On Tue, Oct 8, 2019 at 3:14 PM Richard Palethorpe rpalethorpe@suse.de wrote:
Hello,
Dmitry Vyukov dvyukov@google.com writes:
On Tue, Oct 8, 2019 at 2:37 PM Richard Palethorpe rpalethorpe@suse.de wrote:
Hello,
Dmitry Vyukov dvyukov@google.com writes:
Hi Shuah,
We discussed collecting and uploading all syzkaller reproducers somewhere. You wanted to see how they look. I've uploaded all current reproducers here: https://github.com/dvyukov/syzkaller-repros Minimalistic build/run scripts are included. +some testing mailing lists too as this can be used as a test suite If you have any potential uses for this, you are welcome to use it. But then we probably need to find some more official and shared place for them than my private github. The test programs can also be bulk updated if necessary, because all of this is auto-generated.
Thanks
I discussed this a bit with Metan. We think it would be fairly trivial to create an LTP wrapper for these.

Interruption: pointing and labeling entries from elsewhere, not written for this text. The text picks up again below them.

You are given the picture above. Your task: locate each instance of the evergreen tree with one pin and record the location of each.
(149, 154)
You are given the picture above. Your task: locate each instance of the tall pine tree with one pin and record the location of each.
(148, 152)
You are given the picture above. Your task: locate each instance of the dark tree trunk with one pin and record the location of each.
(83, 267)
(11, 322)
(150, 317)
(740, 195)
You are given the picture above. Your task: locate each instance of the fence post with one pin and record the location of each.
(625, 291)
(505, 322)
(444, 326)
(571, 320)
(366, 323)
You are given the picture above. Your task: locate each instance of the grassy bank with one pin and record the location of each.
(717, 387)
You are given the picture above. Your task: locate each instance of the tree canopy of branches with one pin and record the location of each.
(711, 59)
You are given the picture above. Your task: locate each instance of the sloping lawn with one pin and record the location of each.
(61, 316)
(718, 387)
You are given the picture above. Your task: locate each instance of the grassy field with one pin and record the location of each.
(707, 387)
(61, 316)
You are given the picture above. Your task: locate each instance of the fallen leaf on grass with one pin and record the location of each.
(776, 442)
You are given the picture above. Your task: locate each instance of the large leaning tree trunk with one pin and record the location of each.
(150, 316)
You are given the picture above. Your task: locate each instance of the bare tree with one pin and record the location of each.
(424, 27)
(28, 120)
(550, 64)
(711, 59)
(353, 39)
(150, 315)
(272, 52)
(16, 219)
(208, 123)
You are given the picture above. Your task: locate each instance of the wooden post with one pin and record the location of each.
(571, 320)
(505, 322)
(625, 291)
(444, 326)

So we just create an LTP test which forks and execs one of these reproducers then checks for kernel taints after the child completes or is killed. It can take the reproducer path as an argument and we can generate a runtest file with all the reproducers in that we are able to compile.

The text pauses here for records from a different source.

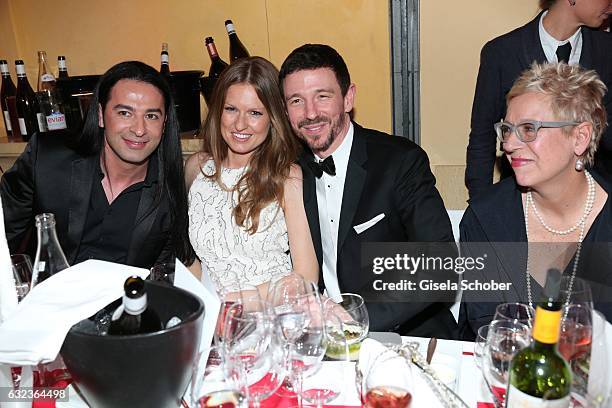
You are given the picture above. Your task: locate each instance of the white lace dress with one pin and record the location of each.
(223, 246)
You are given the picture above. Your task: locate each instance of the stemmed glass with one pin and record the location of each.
(355, 321)
(505, 338)
(217, 382)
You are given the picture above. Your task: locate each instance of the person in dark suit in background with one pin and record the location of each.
(564, 30)
(375, 188)
(116, 188)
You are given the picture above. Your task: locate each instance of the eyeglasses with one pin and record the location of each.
(526, 131)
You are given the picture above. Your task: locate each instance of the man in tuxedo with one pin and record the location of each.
(361, 186)
(116, 188)
(565, 31)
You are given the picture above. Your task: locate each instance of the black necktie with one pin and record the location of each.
(563, 52)
(326, 165)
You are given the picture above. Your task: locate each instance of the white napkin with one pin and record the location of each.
(8, 295)
(205, 290)
(35, 332)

I imagine a lot of these reproducers will not work on older kernels, so this would just be a best efforts basis. We would ignore any problems during execution unless there is a kernel error.
This should work with existing LTP runners with maybe a minor change or two to building and configuration.
I will start experimenting with this and post the results to the LTP mailing list.
Hi Richard,
Sounds great!
Yes, these are totally best effort. May also require some configs, etc. Also note that each should be run in a clean temp dir and with a timeout b/c some have an infinite loop.
Thanks, fortunately the LTP lib can do that automatically.
However the default timeout is 5 minutes, but I guess this should be more like ~3 seconds as in the run script?
This really depends on the bug type and specific bug. syzkaller runs reproducers for up to 7 minutes. Sometimes even that is not enough to reproduce some bugs. We also detect hung tasks only after 3-4 minutes (may produce flakes with smaller timeout). Most reproducers can also run in parallel, that may help to partially neutralize large timeouts. But also if these run repeatedly/continuously, we can use smaller timeout on each run (don't need to catch crash on every run). Let's start with somewhere, we can tune later as we gather experience.